2025-05-05 カリフォルニア大学バークレー校 (UCB)
<関連情報>
- https://engineering.berkeley.edu/news/2025/05/household-drinking-water-identified-as-key-pathway-for-bacterial-transmission/
- https://www.nature.com/articles/s41564-025-01986-w
汚染された飲料水は、都市のインフォーマルな居住地の家庭内で大腸菌の株共有を促進する Contaminated drinking water facilitates Escherichia coli strain-sharing within households in urban informal settlements
Daehyun D. Kim,Jenna M. Swarthout,Colin J. Worby,Benard Chieng,John Mboya,Ashlee M. Earl,Sammy M. Njenga & Amy J. Pickering
Nature Microbiology Published:01 May 2025
DOI:https://doi.org/10.1038/s41564-025-01986-w
Abstract
Identifying bacterial transmission pathways is crucial to inform strategies that limit the spread of pathogenic and antibiotic-resistant bacteria. Here we assessed Escherichia coli strain-sharing and overlap of antibiotic resistance genes (ARGs) across humans, poultry, canines, soil, and drinking water within and between households in urban informal settlements in Nairobi, Kenya. We collected 321 samples from 50 households with half having access to chlorinated water. We performed Pooling Isolated Colonies-seq, which sequences pools of up to five E. coli colonies per sample to capture strain diversity. Pooling Isolated Colonies-seq captured 1,516 colonies and identified 154 strain-sharing events, overcoming limitations of single-isolate sequencing and metagenomics.
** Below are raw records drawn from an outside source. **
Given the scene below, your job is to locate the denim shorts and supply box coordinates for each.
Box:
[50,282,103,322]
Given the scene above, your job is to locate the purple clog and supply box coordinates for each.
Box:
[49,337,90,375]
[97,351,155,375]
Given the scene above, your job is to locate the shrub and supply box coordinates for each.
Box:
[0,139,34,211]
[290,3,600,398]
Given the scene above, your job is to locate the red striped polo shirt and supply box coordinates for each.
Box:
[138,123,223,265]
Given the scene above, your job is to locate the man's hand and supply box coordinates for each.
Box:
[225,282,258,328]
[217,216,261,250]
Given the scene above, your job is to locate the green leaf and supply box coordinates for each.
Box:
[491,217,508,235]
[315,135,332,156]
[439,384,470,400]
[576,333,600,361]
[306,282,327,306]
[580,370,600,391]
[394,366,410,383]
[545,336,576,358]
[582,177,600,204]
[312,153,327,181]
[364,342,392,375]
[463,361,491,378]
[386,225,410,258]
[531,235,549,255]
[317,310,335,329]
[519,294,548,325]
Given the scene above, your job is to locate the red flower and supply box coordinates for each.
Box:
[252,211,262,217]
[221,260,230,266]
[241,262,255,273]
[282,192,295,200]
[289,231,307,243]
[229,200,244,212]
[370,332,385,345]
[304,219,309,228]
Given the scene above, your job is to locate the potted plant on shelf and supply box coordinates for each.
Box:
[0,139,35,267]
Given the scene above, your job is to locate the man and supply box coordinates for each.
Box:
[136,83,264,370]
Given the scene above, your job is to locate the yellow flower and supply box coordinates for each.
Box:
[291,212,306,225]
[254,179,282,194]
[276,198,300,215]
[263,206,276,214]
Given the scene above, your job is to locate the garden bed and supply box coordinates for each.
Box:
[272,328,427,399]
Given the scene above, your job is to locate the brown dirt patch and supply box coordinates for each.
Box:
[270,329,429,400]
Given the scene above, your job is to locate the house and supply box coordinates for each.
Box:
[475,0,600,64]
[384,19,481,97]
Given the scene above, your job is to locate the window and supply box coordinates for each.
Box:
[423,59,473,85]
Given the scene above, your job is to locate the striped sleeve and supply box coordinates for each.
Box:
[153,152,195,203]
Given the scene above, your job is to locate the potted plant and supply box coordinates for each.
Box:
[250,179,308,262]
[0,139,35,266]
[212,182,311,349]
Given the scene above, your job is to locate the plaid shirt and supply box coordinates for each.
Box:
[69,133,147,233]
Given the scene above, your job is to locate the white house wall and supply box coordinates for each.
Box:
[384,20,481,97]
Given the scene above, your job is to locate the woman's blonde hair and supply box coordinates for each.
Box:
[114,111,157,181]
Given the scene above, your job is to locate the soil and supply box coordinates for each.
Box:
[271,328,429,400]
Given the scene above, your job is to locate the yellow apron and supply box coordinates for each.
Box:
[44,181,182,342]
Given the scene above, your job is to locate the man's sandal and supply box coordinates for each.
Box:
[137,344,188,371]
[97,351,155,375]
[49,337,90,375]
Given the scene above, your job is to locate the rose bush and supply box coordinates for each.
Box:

Within households, strain-sharing rates and resistome similarities across sample types were strongly correlated, suggesting clonal transmission of ARGs. E. coli isolated from the environment carried clinically relevant ARGs. Strain-sharing was rare between animals and humans but frequent between humans and drinking water. E. coli-contaminated stored drinking water was associated with higher human–human strain-sharing within households. These results suggest that contaminated drinking water facilitates human to human strain-sharing, and water treatment can disrupt transmission.